U.S. Sen. Tim Scott of South Carolina repeated his support for a federal ban on abortion at 15 weeks, while former New Jersey Gov. Chris Christie said states should decide about access to the procedure. Florida Gov. Ron DeSantis said Republicans were caught “flat-footed” but didn’t proscribe any solutions. Ramaswamy admonished men to take “sexual responsibility.”
The most nuanced statement came from Haley, who pleaded with Republicans to play it straight with Americans. In a divided Congress, she said, adopting new abortion limits is a nonstarter, so GOP politicians should stop promising what they can’t deliver.
“I would support anything that would pass because that’s what would save more babies and support more moms, but you do have to be honest with the American people,” she said. “Let’s bring people together and decide what we can agree on.”
Democrats urged voters not to be fooled by Haley’s soft-edged remarks. President Joe Biden’s deputy campaign manager, Quentin Fulks, called it “cute language” that masks an extreme position on abortion, telling MSNBC that Haley is “completely out of touch.”
But there are growing calls among Republicans to embrace a different message in a post-Roe political landscape. Veteran GOP strategist Stephen Lawson told the “Politically Georgia” podcast this week that Republicans need to take a more “empathetic” approach to abortion — and back off demands for a total ban on the procedure.
And Republican National Committee Chairwoman Ronna McDaniel said her party needs to strike a “consensus” position on abortion or risk Democrats continuing to define the narrative.

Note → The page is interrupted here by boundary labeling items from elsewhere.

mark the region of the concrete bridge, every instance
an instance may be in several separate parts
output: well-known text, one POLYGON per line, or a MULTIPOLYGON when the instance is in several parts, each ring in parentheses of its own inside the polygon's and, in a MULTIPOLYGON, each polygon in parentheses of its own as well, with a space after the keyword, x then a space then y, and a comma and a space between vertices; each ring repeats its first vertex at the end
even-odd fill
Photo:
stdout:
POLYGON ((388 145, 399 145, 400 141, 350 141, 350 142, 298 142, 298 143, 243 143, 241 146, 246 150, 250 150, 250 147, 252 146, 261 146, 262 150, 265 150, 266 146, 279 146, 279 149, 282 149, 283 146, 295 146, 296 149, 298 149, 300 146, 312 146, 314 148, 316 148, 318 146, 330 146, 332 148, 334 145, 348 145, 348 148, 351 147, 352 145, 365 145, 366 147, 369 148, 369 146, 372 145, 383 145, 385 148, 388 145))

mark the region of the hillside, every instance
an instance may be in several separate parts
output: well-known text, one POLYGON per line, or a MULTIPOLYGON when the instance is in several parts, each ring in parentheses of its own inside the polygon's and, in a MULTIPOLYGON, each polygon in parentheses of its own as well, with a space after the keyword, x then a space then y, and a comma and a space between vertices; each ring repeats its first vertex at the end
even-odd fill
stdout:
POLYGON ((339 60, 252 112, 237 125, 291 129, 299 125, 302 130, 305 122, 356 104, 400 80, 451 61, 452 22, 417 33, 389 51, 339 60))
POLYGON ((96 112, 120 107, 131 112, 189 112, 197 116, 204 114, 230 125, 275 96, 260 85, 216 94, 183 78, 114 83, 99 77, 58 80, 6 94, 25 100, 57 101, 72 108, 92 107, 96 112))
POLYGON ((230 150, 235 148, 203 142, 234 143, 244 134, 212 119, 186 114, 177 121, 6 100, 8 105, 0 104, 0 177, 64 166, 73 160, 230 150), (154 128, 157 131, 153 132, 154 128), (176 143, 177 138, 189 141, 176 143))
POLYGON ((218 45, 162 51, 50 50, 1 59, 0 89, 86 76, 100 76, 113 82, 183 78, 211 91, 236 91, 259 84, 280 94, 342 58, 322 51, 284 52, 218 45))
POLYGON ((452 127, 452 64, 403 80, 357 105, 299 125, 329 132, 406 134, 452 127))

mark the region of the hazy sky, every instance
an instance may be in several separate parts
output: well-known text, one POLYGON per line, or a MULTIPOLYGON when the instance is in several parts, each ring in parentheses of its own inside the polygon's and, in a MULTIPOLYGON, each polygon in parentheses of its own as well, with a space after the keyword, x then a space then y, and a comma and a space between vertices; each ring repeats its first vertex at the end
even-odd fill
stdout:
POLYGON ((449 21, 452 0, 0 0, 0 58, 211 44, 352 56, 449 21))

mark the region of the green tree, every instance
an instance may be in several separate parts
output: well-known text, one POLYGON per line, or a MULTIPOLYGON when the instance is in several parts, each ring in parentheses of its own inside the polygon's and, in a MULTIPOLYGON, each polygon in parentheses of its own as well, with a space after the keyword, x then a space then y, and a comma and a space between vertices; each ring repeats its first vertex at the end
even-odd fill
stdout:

“What I do think is our candidates have to talk about this,” she told NBC on Wednesday. “We can’t put our head in the sand.”
Just how deeply abortion will influence the 2024 election remains to be seen. In last year’s midterm in Georgia, pledges by Democrats to repeal the state’s anti-abortion law helped energize voters, though a GOP focus on the economy and public safety wound up wooing more swing voters.
But the off-year elections Tuesday made clear that abortion remains a potent political force for Democrats, one that can help the party win even in the reddest of states. And Wednesday’s debate reinforced how leading Republicans have yet to come up with an effective strategy to respond.